The city is partnering with a major manufacturer, InSinkErator, which will provide and install the 200 disposals. The company also is offering $20 rebates to residents elsewhere in the city who install their “Evolution” devices, priced from $179 to $329.
“This is another area where Philadelphia is ahead of the curve,” said Charles Haas, Drexel University’s Betz professor of environmental engineering.
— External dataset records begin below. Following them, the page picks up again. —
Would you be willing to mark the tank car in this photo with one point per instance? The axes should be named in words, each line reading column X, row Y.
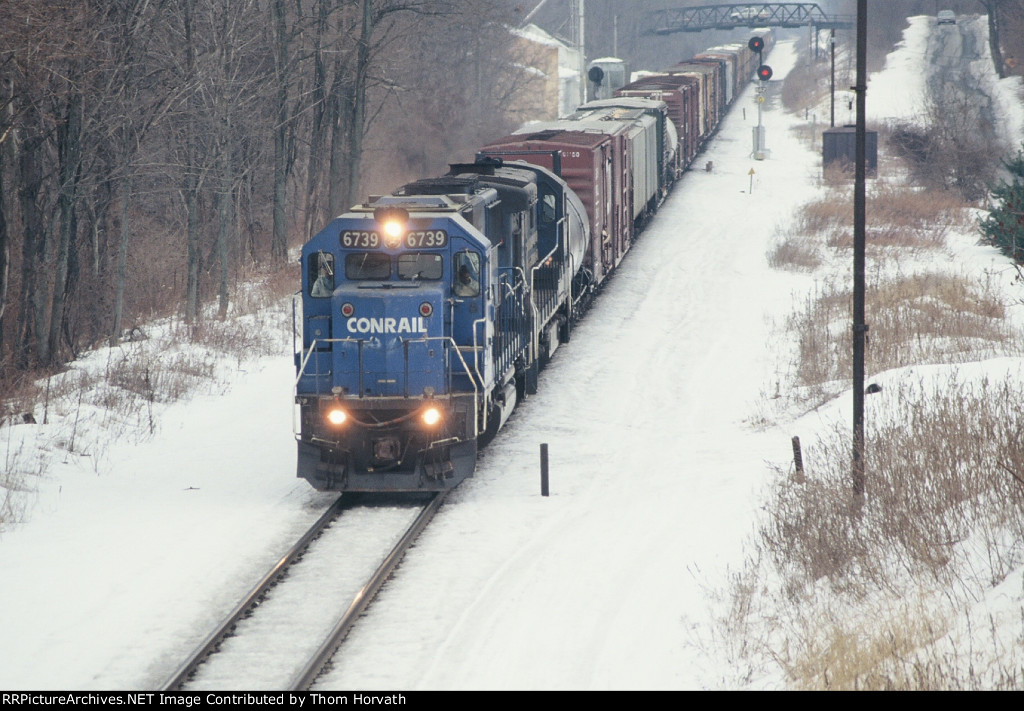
column 425, row 316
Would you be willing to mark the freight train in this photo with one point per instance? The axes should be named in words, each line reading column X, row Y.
column 426, row 315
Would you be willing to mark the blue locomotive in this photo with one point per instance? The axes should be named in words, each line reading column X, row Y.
column 425, row 316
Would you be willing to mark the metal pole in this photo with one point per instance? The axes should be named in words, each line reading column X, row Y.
column 583, row 54
column 833, row 108
column 859, row 327
column 544, row 469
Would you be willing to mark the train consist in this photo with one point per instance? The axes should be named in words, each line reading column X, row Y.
column 426, row 315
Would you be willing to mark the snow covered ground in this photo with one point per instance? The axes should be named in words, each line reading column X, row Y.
column 614, row 581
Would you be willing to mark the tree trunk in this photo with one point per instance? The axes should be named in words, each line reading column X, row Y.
column 317, row 134
column 279, row 242
column 359, row 106
column 122, row 272
column 70, row 150
column 993, row 37
column 34, row 292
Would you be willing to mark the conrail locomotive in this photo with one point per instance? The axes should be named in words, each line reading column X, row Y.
column 427, row 314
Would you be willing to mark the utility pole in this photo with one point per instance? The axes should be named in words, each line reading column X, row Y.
column 859, row 201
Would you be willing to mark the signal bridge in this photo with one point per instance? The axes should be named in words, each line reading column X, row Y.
column 784, row 14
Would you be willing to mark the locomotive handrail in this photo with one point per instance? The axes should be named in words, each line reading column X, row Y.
column 536, row 336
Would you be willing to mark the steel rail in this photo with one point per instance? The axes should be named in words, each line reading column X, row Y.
column 364, row 597
column 217, row 636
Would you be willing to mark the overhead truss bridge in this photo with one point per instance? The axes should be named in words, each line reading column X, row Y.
column 783, row 14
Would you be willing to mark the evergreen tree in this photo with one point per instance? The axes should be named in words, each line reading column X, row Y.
column 1004, row 226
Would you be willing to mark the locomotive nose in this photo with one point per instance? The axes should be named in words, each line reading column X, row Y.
column 386, row 450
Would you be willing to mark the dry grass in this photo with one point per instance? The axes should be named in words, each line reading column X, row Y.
column 919, row 319
column 943, row 516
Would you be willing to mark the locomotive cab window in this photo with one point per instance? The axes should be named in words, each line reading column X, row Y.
column 420, row 265
column 466, row 267
column 368, row 265
column 321, row 275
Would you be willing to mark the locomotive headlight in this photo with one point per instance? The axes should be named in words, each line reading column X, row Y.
column 336, row 416
column 392, row 222
column 431, row 416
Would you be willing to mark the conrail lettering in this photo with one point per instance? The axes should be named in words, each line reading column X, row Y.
column 414, row 325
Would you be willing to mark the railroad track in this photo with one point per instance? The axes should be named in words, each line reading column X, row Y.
column 283, row 633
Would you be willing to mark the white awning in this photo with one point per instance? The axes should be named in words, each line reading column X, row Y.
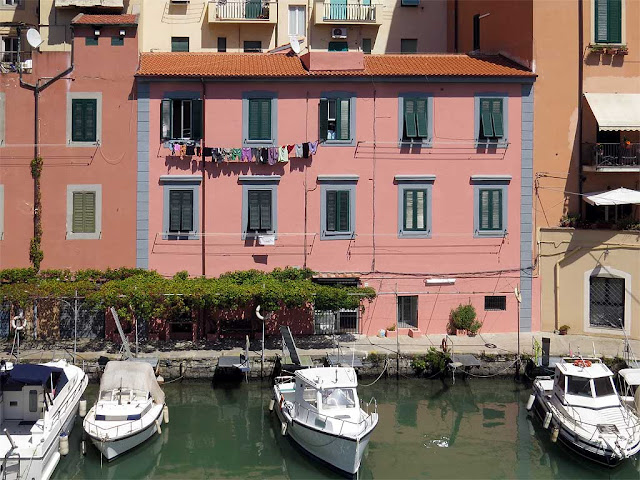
column 619, row 196
column 615, row 111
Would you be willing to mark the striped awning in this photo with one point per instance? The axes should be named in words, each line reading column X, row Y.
column 615, row 111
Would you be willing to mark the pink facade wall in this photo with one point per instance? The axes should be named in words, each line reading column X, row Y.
column 103, row 68
column 388, row 263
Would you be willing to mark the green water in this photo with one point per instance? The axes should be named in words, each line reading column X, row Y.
column 473, row 429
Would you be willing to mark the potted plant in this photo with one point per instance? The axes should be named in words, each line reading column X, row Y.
column 462, row 319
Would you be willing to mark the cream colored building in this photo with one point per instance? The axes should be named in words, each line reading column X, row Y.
column 381, row 26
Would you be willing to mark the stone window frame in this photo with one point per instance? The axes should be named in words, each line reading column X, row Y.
column 338, row 182
column 84, row 96
column 259, row 182
column 96, row 188
column 494, row 182
column 181, row 182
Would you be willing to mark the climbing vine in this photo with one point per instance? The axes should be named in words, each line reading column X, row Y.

In some corners, however, the devices are viewed as guzzling water, burning electricity, clogging pipes, and inundating already-stressed sewer systems.
Others wonder whatever happened to composting.
Biosolids are not the same as compost. “They are not soil, and they are no longer part of the living cycle,” said composting advocate M. Lee Meinicke.
Meinicke is president of Philly Compost, an organics recycling company that with two other companies currently handles food waste from 400 homes. “If composting advocates had the same kind of money as InSinkErator,” she said, “could we have gotten them to do a similar program around composting?”